Cannot get same evaluation results as the paper.

Question

Cannot get same evaluation results as the paper.

Opened this issue a year ago · 1 comments

I use the released checkpoint models_0420000.pt and official inference code on DeepFashion dataset.
According to the paper I got 50k inference results. Then I calculate the FlD and KID between results and dataset.

python generation_demo.py --batch 1 --chunk 1 \
    --expname 512x256_deepfashion --dataset_path ./dataset/DeepFashion \
    --depth 5 --width 128 --style_dim 128 --renderer_spatial_output_dim 512 256 \
    --input_ch_views 3 --white_bg \
    --voxhuman_name eva3d_deepfashion \
    --deltasdf --N_samples 28 --ckpt 420000 \
    --identities 50000  #--render_video

For the evaluation code, I use torch-fidelity package:

fidelity --gpu 0 --kid --fid --input1 ${my_path} --input2 ${dataset_path}

But I only got FID=55, which is much worse than it in the paper.
Am I doing wrong?

Answer 1 · 2023-06-17T08:27:01.000Z

Hi. Thank you for the question. Sorry for the late reply and possible confusion.

The checkpoint we release is not the highest performance one. You may use this link to download the checkpoint that we use to obtain the around 15 FID.

Please make sure that you download deepfashion using our link and use the 8037 images listed in the train_list.txt.

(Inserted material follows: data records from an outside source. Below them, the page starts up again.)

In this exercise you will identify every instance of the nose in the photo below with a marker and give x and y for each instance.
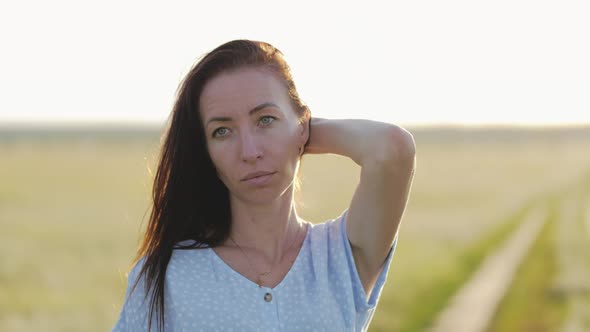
(251, 148)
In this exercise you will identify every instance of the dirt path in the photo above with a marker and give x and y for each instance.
(472, 308)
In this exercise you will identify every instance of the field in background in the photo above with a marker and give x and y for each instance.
(72, 206)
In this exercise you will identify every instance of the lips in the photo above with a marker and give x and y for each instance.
(256, 174)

And we pad all the images from 512x256 to 512x512 using white color. No truncation is used when generating fake samples. And when generating fake samples, do not use pose-guided sampling. Just uniformly sample SMPL parameters from the 8037 samples.

We prepare the download link to the 8037 padded real images here and the 50k fake samples here which are generated using the checkpoint above. Both are ready for fid calculation. The result should be 15.89.